Ella, mutine, écarta les revers du peignoir de Grant, et, chaton boxant une pelote, le repoussa en direction du lit par de légers coups de patte. Lentement, elle lui mordit la bouche, abandonnant au passage un peu de la peinture de ses lèvres. Grant, statique mais peu enclin à se débattre, chut gauchement sur l'édredon. D'un abordage savant, elle le plaqua contre les coussins chamarrés, et l'enfourcha comme une écuyère, pressant sur son torse une poitrine de velours. Grant roulait de grands yeux stupéfaits. Mais, Ella savait s'y prendre, et bientôt, leurs lèvres se regoutèrent, fruitées, urgentes. Le corps de la femme produisit des ondes significatives. Leur peau se joignit dans une cascade de frissons. Fusion de la chair. Les saccades s'accélérèrent.
Acculé, Burton tendit ses muscles.
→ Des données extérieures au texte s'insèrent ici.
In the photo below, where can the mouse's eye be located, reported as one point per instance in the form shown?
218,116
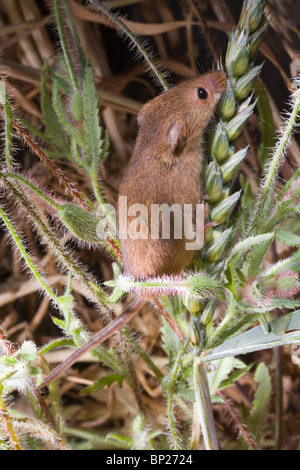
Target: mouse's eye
202,93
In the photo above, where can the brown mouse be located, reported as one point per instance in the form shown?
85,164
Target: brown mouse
165,168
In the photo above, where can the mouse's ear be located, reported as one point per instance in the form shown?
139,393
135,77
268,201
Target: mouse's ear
143,113
177,135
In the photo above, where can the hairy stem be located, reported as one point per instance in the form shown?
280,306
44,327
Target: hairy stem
204,406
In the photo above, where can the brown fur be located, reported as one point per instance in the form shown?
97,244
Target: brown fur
165,168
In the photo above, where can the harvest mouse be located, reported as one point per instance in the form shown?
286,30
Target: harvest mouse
165,168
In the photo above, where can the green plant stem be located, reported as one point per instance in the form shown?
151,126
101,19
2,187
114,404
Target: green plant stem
132,37
102,202
66,259
7,127
26,257
64,45
171,392
46,160
265,200
204,406
34,188
7,422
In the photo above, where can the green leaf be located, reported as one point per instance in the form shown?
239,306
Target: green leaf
54,132
105,381
58,343
219,372
289,238
256,259
261,401
250,242
256,340
92,130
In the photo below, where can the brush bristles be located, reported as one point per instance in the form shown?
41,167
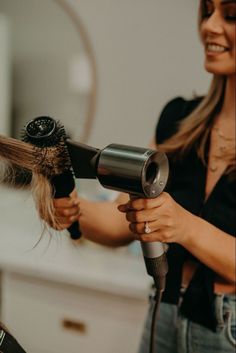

Avec la témérité du désespoir, cette réaction propre aux couards en face du destin, le fameux courage de la lâcheté, de la bête aux abois, il se rua sur son agresseur ... et s'empala. La stylet s'enfonça dans son abdomen. La froide ferraille lui brûla le ventre. Un râle suinta de sa bouche torturée.
Le poignet de Lookuir trembla, secoué par des frémissements. Un rictus de plaisir illumina son visage féminin. Burton s'abattit sur les gravats.
Ella se laissa glisser sur le côté, avec un petit soupir d'aise. Sa jambe gauche chevauchait encore Grant. Elle alluma une cigarette, et en tira de longues bouffées pensives tandis que son partenaire l'accompagnait dans le mutisme.
Leur besogne achevée, les MS s'en étaient retournés. Tout bruit avait cessé dans l'impasse. Burton rampa vers une palissade, essaya de se relever, ne récolta dans l'effort que quelques échardes. Il tourna la tête en direction du bâtitment de l'armée du salut, sombre et immobile citadelle. De salut, il en était bien question, désormais. Il voulut crier. Aucun son ne s'échappa de son mufle ensanglanté. Sa main accrocha une poubelle et la renversa. Les déchets se répandirent sur le sol, alors que ses entrailles se tordaient. Las, il ferma les yeux. Minuit dix, Munich , dix-neuf juillet 1978. Burton Granyt s'endormit à jamais.
La respiration de Grant était devenue plus régulière. Ses paupières closes, ses cheveux ébouriffés, pas un de ses cils ne remuait. Ella observa le poupon assoupi, à moitié cramponné à sa jambe. Doucement, elle se dégagea.